Wednesday, December 6, 2023

Final Project

   






   It’s safe to say we are our own worst critics. Sometimes I also wonder are thought about myself based on fact or based on the beauty standards of this society.  When coming up this piece I started thinking about a few artists such as Frida Kahlo, Carrie Mae Weems. Living in the same world in different times periods but we all share one thing in common. Fighting against the beauty standards of the European descents.  I also believe that no matter your ethic background we are all somewhat effected by the standards of what it considers beautiful. In this collage project I just wanted to show a series of myself though out the years. From the insecure 18-year-old to the confident woman I’ve become today. As women we are always told to be lady like, to be presentable. But when we do adorn ourselves and look nice, we are told that we are vain. Sounds like a contradiction. In John Bergers Way of Seeing he says "the past is never there waiting to be discovered, to be recognized for exactly what it is. History always constitutes the relation between the present and its past." As I read this quote it started to make me think of how I can sometimes stay in the past and how easy is it to get stuck there. But I don't think there is nothing wrong with reflecting on the past but to learn from the history of the past. Whether its mistakes or thought patterns. Even learn from the history of old beauty standards and to not let them dictate to me what beauty is. 
    There as a sense of wanting to belong somewhere, anywhere in those spaces but sometimes it doesn’t work that way. Sometimes we must push against those who don’t feel comfortable with our presence. But first we must get comfortable with ourselves, me included. What would this world be like if I didn’t compare myself to other women. When I look at the artists that were feature, I wonder how they felt in those moments when their presence wasn't wanted but them existing was enough for others. I wonder when in those moments did, they say enough is enough. Before they became “famous” for their work. The work they had to push and fight against with the white male counterparts. Looking back at the photos in the collage I remember there was a point and time where all I wanted was to be approved by the male gaze and even the female gaze.
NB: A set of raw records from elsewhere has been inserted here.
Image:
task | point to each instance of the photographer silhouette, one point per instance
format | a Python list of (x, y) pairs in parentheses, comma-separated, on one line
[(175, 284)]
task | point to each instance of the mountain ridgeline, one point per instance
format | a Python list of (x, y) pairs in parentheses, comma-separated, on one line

Which brings me to the quote from Berger " Men act and Woman appear. Men look at women. Women watch themselves being looked at; Thus she turns herself into an object and most particularly an object of vision: a sight." I didn't realize how much I wanted to be seen until much later in life. To be approved by all or by anybody. You don't know you have a problem until it smacks you in the face. What I love about artist like Carrie Mae Weems is that she never let what other thought of her stop her from making beautiful art. I want to one day have the confidence that she exudes in my work and not let what people think or even stop myself from being great.